Gatekeeper fails on reads longer than 2047 bases
Celera Assembler 6.1 can fail to parse FRG files that contain a read with more than 2047 bases. The error is SIGNAL 11, segmentation fault. We will try to release a fix soon.

June 2010

utgErrorLimit
This runCA parameter is new as of runCA CA 6.1. Zero is the default value. It should be set to 0 for pyrosequencing (454) reads. It should be set to 2.5 for short (Illumina) reads. This was not clarified in the release notes or the initial on-line documentation. A future version of the software according to library type. Users of the current software should set it explicitly in their runCA spec files.
asmOutputFasta
This program converts ASM to FASTA in the 9-terminator stage of assembly. It has been observed to fail, leaving an ASM but no FASTA files. An associated *.err file may say "ERROR: Expecting end of message." The problem is provoked by very large and deep multiple sequence alignments. The root cause is a buffer overflow in the Celera Assembler I/O subsystem. A work-around involves modifying the source code. Increase the value of AS_MSG_globals->msgMax in AS_MSG_pmesg.c and recompile. The memory footprint will increase.
fakeUIDs
This runCA option has no effect in CA 6.1. When fakeUIDs=0 (default), Celera Assembler is supposed to use an external source for the IDs assigned to contigs and scaffolds. Celera Assembler is supposed to get each ID from a URL. This functionality allowed institutions to instantiate their own ID server and thus guarantee enterprise-wide uniqueness of IDs. When fakeUIDs=1 (or any non-zero value), Celera Assembler uses sequential integers starting with the maximum ID already assigned (to libraries, for instance).

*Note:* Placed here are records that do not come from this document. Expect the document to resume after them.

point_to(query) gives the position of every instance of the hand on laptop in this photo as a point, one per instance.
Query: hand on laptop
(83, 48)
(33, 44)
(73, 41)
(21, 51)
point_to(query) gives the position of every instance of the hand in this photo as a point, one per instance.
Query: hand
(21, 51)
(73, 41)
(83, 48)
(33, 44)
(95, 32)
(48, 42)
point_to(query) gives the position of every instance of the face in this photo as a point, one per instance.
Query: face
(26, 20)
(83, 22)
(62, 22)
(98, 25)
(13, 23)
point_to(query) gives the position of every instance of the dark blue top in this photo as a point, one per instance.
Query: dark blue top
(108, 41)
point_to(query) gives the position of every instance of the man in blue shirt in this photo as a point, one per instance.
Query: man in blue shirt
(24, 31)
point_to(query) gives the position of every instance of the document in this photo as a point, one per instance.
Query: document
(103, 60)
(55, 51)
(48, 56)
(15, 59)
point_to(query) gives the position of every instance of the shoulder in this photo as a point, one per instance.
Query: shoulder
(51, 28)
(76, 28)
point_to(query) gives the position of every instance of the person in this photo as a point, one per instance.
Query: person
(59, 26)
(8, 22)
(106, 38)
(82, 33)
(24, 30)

Since this bug persisted so long, and since it was discovered in code review and not in the field, this functionality may not be repaired. The parameter may be discontinued in a forthcoming release. File a report if you need it!

July 2010

BOG unitig crash
The BOG unitig module can crash during its final stage. This stage uses mate pair constraints to split some unitigs, under the control of the bogBadMateDepth parameter. This has been observed on mixtures of Illumina and Sanger reads from large genomes. The error messages say "ERROR: Failed with signal ABRT (6)" and "MateChecker::computeMateCoverage(Unitig*, BestOverlapGraph*, int): Assertion `loc.bgn <= bad.end+1 || loc.end <= bad.end+1' failed." There is a partial fix in CVS as of July 15, so adventurous users should use the latest source code. The fix uses better logic to specify the split point given bad mates among small reads contained in larger reads. With the fix, assemblies typically get through unitigs only to have trouble in post-unitig consensus. (See SF pages on fixing these.) Thus, the underlying problem has not yet been solved.